(*Side Note: A difficult relationship with food and accepting my body has prevented me from enjoying so many things life has to offer, here is yet another example)
I apologize in advance. This post is all over the place, I just needed to type what is currently on my mind! Sorry it’s a bit depressing as well!
And I am sitting in my room at my desk doing some homework, reading blogs, and listening to Food Network on TV in the background. This situation is quite ideal for me, it’s relaxing, somewhat productive, and comfortable. And yet, something is bothering me as I sit here, getting ready to change into pjs, I am a 21 year old college student who rarely goes out, has minimal close friends, and prefers being alone.
I am the kind of person that thrives off of routine and maintaining control. This often occurs around food, hence why I have had such struggles with disordered eating. The idea of being spontaneous, or “going with the flow” are so foreign to me. I fear being in situations where I have little control, and this does not go well with partying in college.
“Going out” at least for me and the people I know, usually involves hearing about some house/frat/sports party that is somewhere off campus, that maybe will be fun, which could possibly let you in, and oh yeah, it’s going to be so crowded it will be like trying to socialize in a sardine can. Sounds fantastic right?
I don’t want to sound like a complete sourpuss though! I have had plenty of fun nights in college. Going out with my track team is usually a great time, where the number of people is somewhat controlled and I can get my groove on :). I also have been out to a few bars since turning 21, and that has been great too! There have been nights where I have thought, “oh the hell with it, I am going to do whatever anyone wants to do” and those have turned out to be fun as well.

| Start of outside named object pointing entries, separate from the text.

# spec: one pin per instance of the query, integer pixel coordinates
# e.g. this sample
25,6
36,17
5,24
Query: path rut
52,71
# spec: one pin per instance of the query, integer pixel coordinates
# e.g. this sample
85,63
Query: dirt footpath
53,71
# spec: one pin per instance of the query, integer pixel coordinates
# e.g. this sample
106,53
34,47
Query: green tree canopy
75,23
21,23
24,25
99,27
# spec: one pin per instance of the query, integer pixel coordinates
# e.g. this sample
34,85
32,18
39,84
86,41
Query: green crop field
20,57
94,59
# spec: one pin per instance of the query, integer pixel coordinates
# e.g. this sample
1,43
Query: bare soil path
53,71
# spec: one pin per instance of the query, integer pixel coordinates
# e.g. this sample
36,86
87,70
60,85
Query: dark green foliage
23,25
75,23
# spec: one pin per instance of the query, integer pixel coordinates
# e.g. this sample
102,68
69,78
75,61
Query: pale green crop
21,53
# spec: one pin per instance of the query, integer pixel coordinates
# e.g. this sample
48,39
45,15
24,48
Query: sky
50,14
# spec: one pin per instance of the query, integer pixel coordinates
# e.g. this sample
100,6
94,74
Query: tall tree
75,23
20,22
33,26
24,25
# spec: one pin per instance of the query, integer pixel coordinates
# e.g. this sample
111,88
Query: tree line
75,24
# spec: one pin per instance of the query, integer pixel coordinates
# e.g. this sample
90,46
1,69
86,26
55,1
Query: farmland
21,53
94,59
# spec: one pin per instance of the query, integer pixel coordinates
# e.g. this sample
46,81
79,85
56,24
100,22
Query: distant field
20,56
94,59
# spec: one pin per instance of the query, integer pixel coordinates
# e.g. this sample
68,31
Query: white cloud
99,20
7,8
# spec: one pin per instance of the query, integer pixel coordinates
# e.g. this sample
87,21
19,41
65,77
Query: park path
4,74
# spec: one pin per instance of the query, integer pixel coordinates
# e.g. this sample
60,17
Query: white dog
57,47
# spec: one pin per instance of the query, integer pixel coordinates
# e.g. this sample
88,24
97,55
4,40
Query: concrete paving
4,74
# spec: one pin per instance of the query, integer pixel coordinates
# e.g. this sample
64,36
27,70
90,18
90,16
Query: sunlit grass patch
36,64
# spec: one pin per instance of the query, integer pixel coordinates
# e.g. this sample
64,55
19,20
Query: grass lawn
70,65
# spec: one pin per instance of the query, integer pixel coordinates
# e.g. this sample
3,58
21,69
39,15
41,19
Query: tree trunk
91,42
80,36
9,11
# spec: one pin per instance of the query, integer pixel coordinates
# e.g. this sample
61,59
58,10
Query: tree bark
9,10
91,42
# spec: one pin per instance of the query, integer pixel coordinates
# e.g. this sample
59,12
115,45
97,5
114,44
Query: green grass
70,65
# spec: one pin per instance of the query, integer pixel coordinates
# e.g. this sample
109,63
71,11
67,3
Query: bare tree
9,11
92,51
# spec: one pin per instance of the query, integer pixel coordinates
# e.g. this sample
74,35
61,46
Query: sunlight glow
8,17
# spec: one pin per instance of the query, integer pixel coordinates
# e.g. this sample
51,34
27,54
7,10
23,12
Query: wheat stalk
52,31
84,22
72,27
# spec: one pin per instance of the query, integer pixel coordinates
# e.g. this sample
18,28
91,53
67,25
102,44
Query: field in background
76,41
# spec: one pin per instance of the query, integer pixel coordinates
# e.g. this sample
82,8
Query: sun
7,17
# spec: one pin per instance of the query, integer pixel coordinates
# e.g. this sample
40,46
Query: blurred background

However, there have been so many more where I have struggled to get somewhere and it is too crowded to get in, or the police just broke up the party, etc and we are forced to either go somewhere else or figure out a way home. I have not had a successful or fun night in so long, and at this point weekends aren’t really something to look forward to, well getting a break from classes is nice.
Also, I want to meet a great guy and my past experiences have really set me back of wanting to pursue anything with a man. There have been some guys who I have really liked, things were going well and suddenly they drop off the face of the earth. Other times, they claim I am giving off the “I want a relationship vibe” when all they want to do is hook-up. These are such crappy excuses and I have yet to find a guy that is a genuine person and isin’t just interested in f*cking me (to be blunt). I see so many people with great boyfriends and spouses and am jealous, I want it too! I just want to be respected for once.
I’m sure if I looked, I would find something to do. But it’s always the same thing. Pre-game aka drink excessively starting around 9:30 pm, figure out your destination, make plans in a drunken state to get there, arrive at location usually around 11:30 or 12, perhaps get in, and talk to other people that are most likely as or more drunk than you. I am usually so sleepy by that time that all I want to do is go back to my room and get in bed (unless the party is a raging time, rarely it is!)
This is something I should admit: I do drink sometimes, but it’s not too appealing to me and I mostly don’t like “wasting” my calories on alcohol. Hello disordered thoughts! I can still go out and not drink and have a great time, but the main reason I decide not to is so I don’t gain weight. I am able to recognize this part of my irrational thoughts and everything in moderation is the key to happiness, including alcohol. Realistically, alcohol is a huge part of our social lives and culture so I have accepted this and am fine with it. I just want to get to a point where I feel comfortable drinking a bit, and not always thinking about my god damn weight! This goes to food as well.
Being social takes effort as well. I sometimes am simply too tired to put up a front and act like I am having a great time. It’s easier to be alone. (I know this sounds a bit like Depression, I am dealing with this 🙂 )
I know so many of my feelings are related to wanting to stay in my comfort zone, so I can eat, drink, do and go to bed when I want and not be concerned with others. This is a ridiculous and boring way to live in my opinion, and I often feel I am wasting my youth. I know to meet more people, and perhaps a genuine great guy, I need to go out. But my own fears, the countless setbacks and the times it hasn’t been fun, prevent me from haivng any motivation to get ready and go out.
So hear I am, purging my thoughts and striving to find a way to overcome my own thoughts and actions.
*Any suggestions and can anyone relate?